• Chelle Hartzer

Welcome to Spring (AKA: Pollen season has started)

Some people see the signs of spring as daffodils, trees starting to bud and flower, warmer temperatures, or even the cacophony of birds coming back. I don’t. The first signs of spring to me are the carpenter bees and the carpet beetles. I talked about carpenter bees last year so go re-read that one. Today, I’m talking about the varied carpet beetles.



These little beetles start showing up in spring because they have overwintered as adults. Now that it is warmer, the adults are out looking for some love. Because so many of them are out, some find their way indoors through open windows, doors, vents, or other openings. Since many are opening their windows for the first time since last year, the winter storms may have damaged screens and frames, therefore, even more little beetles gaining entry.

Let’s back up a minute and talk about the basics of these. They are part of the larger family of Dermestid beetles which is important because there are a number of other beetles that look similar. While the varied carpet beetle could establish inside, it’s typically an accidental invader: the adults get in but they don’t necessarily find a food source and reproduce. Especially when they are found early and dealt with. Others in the family will often be infesting food inside structures.

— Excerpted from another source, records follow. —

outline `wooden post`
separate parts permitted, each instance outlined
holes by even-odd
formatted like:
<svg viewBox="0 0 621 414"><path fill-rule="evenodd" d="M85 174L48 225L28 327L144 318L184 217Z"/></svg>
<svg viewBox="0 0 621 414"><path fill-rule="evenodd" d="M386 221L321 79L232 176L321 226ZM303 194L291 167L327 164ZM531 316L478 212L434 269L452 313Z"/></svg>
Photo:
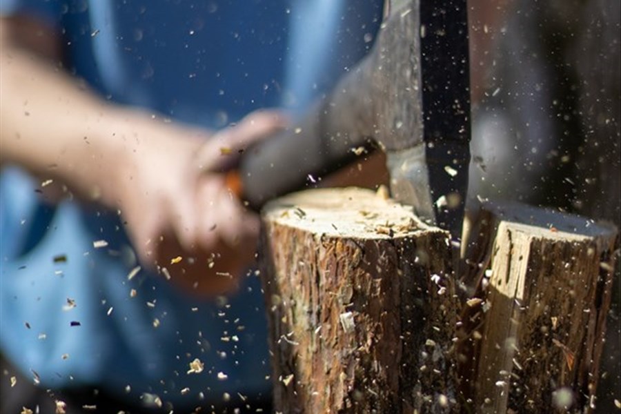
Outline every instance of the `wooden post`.
<svg viewBox="0 0 621 414"><path fill-rule="evenodd" d="M263 224L277 412L457 411L446 232L355 188L283 197Z"/></svg>
<svg viewBox="0 0 621 414"><path fill-rule="evenodd" d="M517 204L485 206L474 228L468 262L482 302L464 308L463 353L474 355L461 371L475 411L592 411L615 230Z"/></svg>

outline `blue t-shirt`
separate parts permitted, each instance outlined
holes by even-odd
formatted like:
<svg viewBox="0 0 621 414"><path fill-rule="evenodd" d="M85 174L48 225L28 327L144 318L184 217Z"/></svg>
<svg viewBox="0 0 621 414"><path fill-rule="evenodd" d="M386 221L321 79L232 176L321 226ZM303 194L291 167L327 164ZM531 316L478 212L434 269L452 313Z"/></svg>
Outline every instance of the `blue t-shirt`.
<svg viewBox="0 0 621 414"><path fill-rule="evenodd" d="M368 0L0 4L3 14L55 26L67 69L106 99L209 128L259 108L303 110L366 52L381 17ZM22 373L46 387L146 392L177 405L199 393L219 400L269 391L255 277L215 302L144 270L129 280L137 264L115 212L46 206L16 168L0 184L0 346ZM108 245L95 248L98 240ZM205 370L188 375L195 358Z"/></svg>

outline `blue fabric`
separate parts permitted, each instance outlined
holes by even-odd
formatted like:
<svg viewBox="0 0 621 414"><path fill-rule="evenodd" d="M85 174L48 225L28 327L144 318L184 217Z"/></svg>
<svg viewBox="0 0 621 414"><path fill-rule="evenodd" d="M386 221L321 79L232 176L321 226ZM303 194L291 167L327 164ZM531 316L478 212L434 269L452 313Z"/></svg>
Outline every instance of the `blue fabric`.
<svg viewBox="0 0 621 414"><path fill-rule="evenodd" d="M0 8L61 30L68 68L107 99L209 128L259 108L303 109L366 52L364 34L375 34L381 13L362 0L0 0ZM130 385L128 397L155 393L177 404L199 392L219 400L269 390L256 277L226 306L144 270L128 281L136 263L117 215L68 200L46 206L36 187L17 168L0 177L0 346L24 374L35 371L46 387L92 384L119 395ZM108 246L94 248L99 239ZM239 340L221 340L233 335ZM186 375L197 357L205 372Z"/></svg>

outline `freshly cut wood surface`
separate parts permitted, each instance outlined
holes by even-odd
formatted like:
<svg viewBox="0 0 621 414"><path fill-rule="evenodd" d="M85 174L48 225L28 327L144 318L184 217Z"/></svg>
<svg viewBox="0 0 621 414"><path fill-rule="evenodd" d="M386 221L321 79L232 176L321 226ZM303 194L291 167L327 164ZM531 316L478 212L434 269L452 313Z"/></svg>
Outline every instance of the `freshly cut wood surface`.
<svg viewBox="0 0 621 414"><path fill-rule="evenodd" d="M277 411L457 411L446 232L357 188L279 199L263 224Z"/></svg>
<svg viewBox="0 0 621 414"><path fill-rule="evenodd" d="M480 326L462 375L476 379L475 411L592 411L616 230L513 204L484 206L473 232L469 263L484 302L463 317Z"/></svg>

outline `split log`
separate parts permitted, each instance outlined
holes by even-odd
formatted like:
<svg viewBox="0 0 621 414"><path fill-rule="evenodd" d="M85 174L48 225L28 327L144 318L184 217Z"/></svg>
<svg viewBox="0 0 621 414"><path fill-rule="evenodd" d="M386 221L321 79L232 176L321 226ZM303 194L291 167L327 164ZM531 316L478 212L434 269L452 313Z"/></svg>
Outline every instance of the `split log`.
<svg viewBox="0 0 621 414"><path fill-rule="evenodd" d="M484 302L465 309L464 322L480 323L464 353L475 366L460 371L475 411L592 411L615 229L518 204L486 205L474 228L469 263Z"/></svg>
<svg viewBox="0 0 621 414"><path fill-rule="evenodd" d="M279 199L263 226L276 412L457 411L446 232L356 188Z"/></svg>

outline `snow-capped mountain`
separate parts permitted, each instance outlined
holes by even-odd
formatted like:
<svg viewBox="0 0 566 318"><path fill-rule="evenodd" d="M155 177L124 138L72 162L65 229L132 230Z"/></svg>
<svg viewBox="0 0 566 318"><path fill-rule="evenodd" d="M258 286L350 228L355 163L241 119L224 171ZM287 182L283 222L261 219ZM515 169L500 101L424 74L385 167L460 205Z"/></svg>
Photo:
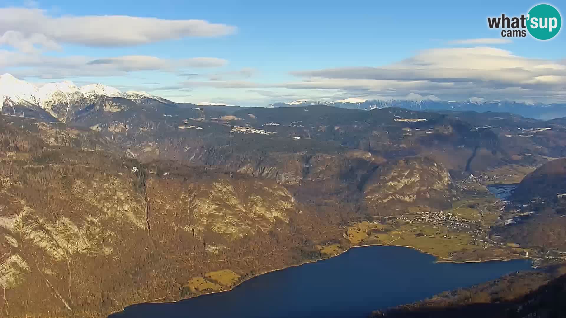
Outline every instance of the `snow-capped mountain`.
<svg viewBox="0 0 566 318"><path fill-rule="evenodd" d="M273 108L275 107L301 107L304 106L310 106L311 105L331 105L331 102L326 101L302 99L297 100L292 102L270 104L267 106L267 107L268 108Z"/></svg>
<svg viewBox="0 0 566 318"><path fill-rule="evenodd" d="M508 101L487 101L473 97L464 101L442 101L434 95L421 96L409 94L402 99L366 100L350 97L334 102L298 100L293 102L277 102L268 107L299 107L325 105L341 108L371 110L388 107L398 107L413 110L441 111L445 110L474 111L479 113L495 111L511 113L524 117L550 119L566 117L566 104L533 104Z"/></svg>
<svg viewBox="0 0 566 318"><path fill-rule="evenodd" d="M0 110L4 113L25 114L29 113L28 110L31 110L38 114L36 116L45 117L48 115L41 115L41 113L46 112L58 120L66 121L72 107L86 106L115 97L126 98L139 104L156 101L174 104L145 92L123 93L117 88L102 84L79 87L71 81L64 81L36 85L16 79L10 74L0 75ZM105 105L104 109L113 111L116 108Z"/></svg>

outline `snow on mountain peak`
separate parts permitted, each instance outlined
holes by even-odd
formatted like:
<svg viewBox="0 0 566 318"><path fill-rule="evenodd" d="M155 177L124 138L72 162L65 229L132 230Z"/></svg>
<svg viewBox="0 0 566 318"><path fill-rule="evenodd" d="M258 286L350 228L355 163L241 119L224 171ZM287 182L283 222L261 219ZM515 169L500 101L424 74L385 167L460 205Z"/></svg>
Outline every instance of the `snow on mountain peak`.
<svg viewBox="0 0 566 318"><path fill-rule="evenodd" d="M95 95L105 95L110 97L115 97L122 95L122 92L112 86L106 86L102 84L91 84L85 85L80 88L81 93Z"/></svg>
<svg viewBox="0 0 566 318"><path fill-rule="evenodd" d="M102 84L91 84L78 87L71 81L49 83L43 85L33 85L25 80L16 78L9 74L0 75L0 109L4 104L28 104L39 106L48 111L57 104L68 104L71 95L78 94L75 98L91 98L105 96L110 97L125 97L136 102L143 98L158 100L161 102L171 102L145 92L130 91L122 93L119 89ZM140 97L143 97L140 98Z"/></svg>

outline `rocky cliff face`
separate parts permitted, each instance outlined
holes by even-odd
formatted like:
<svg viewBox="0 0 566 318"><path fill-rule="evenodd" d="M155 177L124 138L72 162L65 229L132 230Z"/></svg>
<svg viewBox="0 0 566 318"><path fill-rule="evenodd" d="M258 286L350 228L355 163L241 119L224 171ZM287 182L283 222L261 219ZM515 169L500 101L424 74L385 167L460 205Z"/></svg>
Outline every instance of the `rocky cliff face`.
<svg viewBox="0 0 566 318"><path fill-rule="evenodd" d="M413 157L380 167L368 180L363 194L368 207L400 210L415 205L448 207L456 191L443 165Z"/></svg>

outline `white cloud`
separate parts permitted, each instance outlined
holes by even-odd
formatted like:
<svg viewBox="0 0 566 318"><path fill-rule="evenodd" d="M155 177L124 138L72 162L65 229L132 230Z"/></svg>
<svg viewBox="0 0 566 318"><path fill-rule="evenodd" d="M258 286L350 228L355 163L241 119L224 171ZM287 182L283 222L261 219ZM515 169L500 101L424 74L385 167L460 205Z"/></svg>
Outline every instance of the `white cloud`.
<svg viewBox="0 0 566 318"><path fill-rule="evenodd" d="M39 48L49 50L59 50L61 47L53 40L41 33L24 35L19 31L9 31L0 36L0 45L11 46L24 53L36 53Z"/></svg>
<svg viewBox="0 0 566 318"><path fill-rule="evenodd" d="M291 72L294 89L338 90L352 96L566 102L564 62L528 58L488 47L433 49L381 67L357 66ZM410 97L410 96L409 96Z"/></svg>
<svg viewBox="0 0 566 318"><path fill-rule="evenodd" d="M449 44L507 44L512 43L513 41L509 38L503 37L483 37L481 38L466 38L464 40L454 40L449 41Z"/></svg>
<svg viewBox="0 0 566 318"><path fill-rule="evenodd" d="M19 32L17 38L29 41L41 36L49 42L87 46L127 46L189 37L216 37L235 27L203 20L165 20L126 15L52 16L31 8L0 8L0 35ZM36 45L43 44L36 42ZM25 45L13 42L14 47ZM49 49L45 46L44 49Z"/></svg>
<svg viewBox="0 0 566 318"><path fill-rule="evenodd" d="M127 55L93 58L85 56L52 57L0 50L0 71L19 78L108 76L139 71L177 72L186 68L216 67L227 63L225 59L212 57L163 59Z"/></svg>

Here’s a great resource to help with identification.

As previously stated, these overwinter as adults and emerge in the spring. The adults go after flowers for the nectar and pollen. Hence being out in spring when the pollen levels are atrocious. Once they mate, the females lay around 50 eggs, typically in bird nests. The bird nests have the old feathers and bits of leftover bird food (typically proteins from insects but seeds too) that the larvae will feed and develop on.


If they do get indoors, it’s important to keep an eye on food sources that are high in protein like nuts, seeds, powdered milk, and dried meats. If those are stored in air-tight containers, the beetles can’t get in. But if products are open (like open bags of pet food or spilled powder in a pantry), the beetles can potentially become established. The adult lifespan is around 70 days if they have adequate food.


Of course, the name “carpet beetle” refers to the fact that they eat carpets...carpets that are made of animal fibers like wool. Synthetic carpets are safe but check for furs and animal skins. These beetles can be a very serious problem in museums.


Personally, I think these are pretty. The yellow and black and white pattern of scales on the adult wing covers are nice. Remember – yellow is for pollen!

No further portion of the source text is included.